OK, I cheaped out a bit on this one, like a shameful Dollar Tree last minute candy run. It's not a complete movie, and is very kid-safe. But… It's a Halloween Musical that literally has all the Halloween canonical monsters in it. Now for those of you who didn't catch this Rankin-Bass classic, imagine how you'd do the theme song to Mad Monster Party, then behold what actually came out as the theme:

Ethel Ennis doing a Broadway-style torch song was probably not your first guess. Not for a movie with Phyllis Diller in it. And while Mad Monster Party is still not as decadently adult as Rocky Horror, it was written by Harvey Kurtzman, who also drew cartoons for Playboy magazine. So there's that rabbit out of the hat.

The Apple (1980)

I'm honestly not sure how long you can be a Rocky Horror fan and not bump into The Apple eventually anyway. A mere accident in history or two must be the only reason midnight showings of The Apple don't have the people dressing up in costumes and singing along on stage. Same music era and genres, same utterly campy attitude, and what the hell, The Apple is just plain crazier than Rocky Horror.

See, where else can you find the lyrical genius to match "actual actual actual desire" with "actual actual actual vampire"? And you thought U2 lyrics were repetitive.

Forbidden Zone (1980)

Please don't hurt me. I can feel the fan tension out there. Forbidden Zone has its faults, I'll grant you that.

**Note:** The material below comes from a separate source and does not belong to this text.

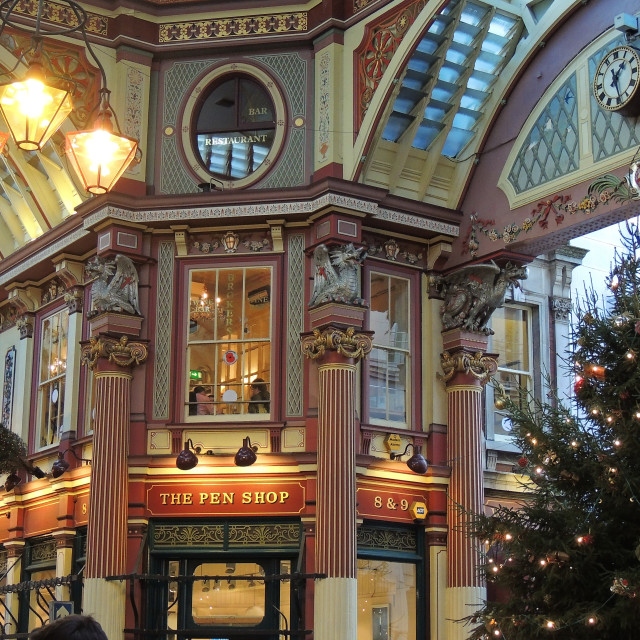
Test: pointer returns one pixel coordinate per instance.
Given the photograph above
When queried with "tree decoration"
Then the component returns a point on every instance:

For one thing, it does have a dash of offensive scenes which, in its then-current trend of thumbing its nose at political correctness, went too far. The director himself promises to digitally change those few scenes to make it more crowd-friendly. Once you understand the justification for it (a parody of pre-Hayes-Code 1930s culture), it makes sense in context.

Now that we threw out the bad apple, the rest of this movie is a TOTAL MIND_MELTING BLAAAST! Look, you all love Danny Elfman or you wouldn't be reading this far on a music blog. Not only did Elfman write / arrange all the songs, as well as hand-pick previously written songs, but he plays a role in the film too. And on the Rocky Horror decadence scale from sweet transvestite to Satanic mechanic, I'd have to give Forbidden Zone a 9.5. Very NSFW, tons of nudity, simulated sex, gross-out humor, the works.

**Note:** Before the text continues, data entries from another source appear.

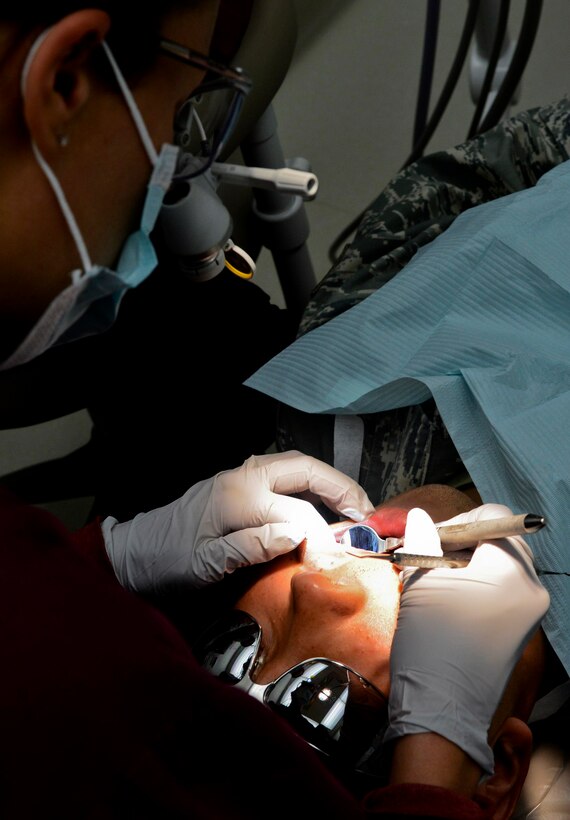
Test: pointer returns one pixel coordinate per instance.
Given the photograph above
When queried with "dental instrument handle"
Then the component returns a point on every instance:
(459, 558)
(286, 180)
(490, 529)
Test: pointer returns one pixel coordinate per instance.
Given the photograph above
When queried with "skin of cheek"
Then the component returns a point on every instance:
(327, 615)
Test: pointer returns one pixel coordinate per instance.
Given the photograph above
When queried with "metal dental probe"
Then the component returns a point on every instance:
(468, 534)
(362, 541)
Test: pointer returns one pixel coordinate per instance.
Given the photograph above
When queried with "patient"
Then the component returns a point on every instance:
(314, 605)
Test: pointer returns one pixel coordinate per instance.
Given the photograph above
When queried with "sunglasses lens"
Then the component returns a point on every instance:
(205, 121)
(228, 650)
(332, 708)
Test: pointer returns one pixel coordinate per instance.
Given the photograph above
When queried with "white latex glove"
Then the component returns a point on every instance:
(238, 517)
(459, 635)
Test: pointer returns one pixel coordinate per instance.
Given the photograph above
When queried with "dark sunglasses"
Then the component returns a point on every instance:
(207, 118)
(333, 708)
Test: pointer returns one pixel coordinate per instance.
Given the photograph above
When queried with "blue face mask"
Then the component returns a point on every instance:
(91, 302)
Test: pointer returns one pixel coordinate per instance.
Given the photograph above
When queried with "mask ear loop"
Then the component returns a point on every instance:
(142, 130)
(52, 179)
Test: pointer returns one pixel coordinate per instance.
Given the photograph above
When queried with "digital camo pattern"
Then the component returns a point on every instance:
(409, 447)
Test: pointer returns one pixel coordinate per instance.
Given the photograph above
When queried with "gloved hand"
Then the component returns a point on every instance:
(238, 517)
(459, 635)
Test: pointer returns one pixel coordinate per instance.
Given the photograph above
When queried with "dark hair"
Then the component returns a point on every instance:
(135, 26)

Can you guess? Go ahead, guess what role Danny Elfman plays in Forbidden Zone. No, I can hear you clicking the 'play' button, guess first! Go on! Why won't you guess? Why must you fail me so often?

Bonus Buck: Face Like A Frog (1987)

Not a movie at all, just a very short cartoon / music video that aired on MTV. We have to mention it every time we mention Danny Elfman and Halloween on the same page, or else ancient Lovecraftian monsters awake from the center of the Earth and hatch the planet's shell to devour humanity.

Scout's honor.

Is The Rocky Horror Picture Show really that perfect?

Well of course it is!

Buuuuuuuuut: I'm sure anybody who cares has watched this a thousand times, enough to notice the tiny flaws start to come through. How it takes a while to get rolling. How Frank-N-Furter's angst and endless slow bummer songs do bring the mood down occasionally. Rocky himself being such an uninteresting character, even though that's exactly what you'd expect from a mad scientist building his own animated sex robot.

No, none of the above movies are perfect, either. But let's face it, Rocky Horror is just - to quote Greg Smalley - "a weekly excuse to shed inhibitions, cross-dress in public, and scream good-natured obscenities at the movie screen."

Do you really want to split hairs about what movie gets to be on that screen while you do it? Consider it this year for Halloween: Give Rocky Horror a double-billing partner so it's not so lonely. I promise, your trick will still think you're a treat!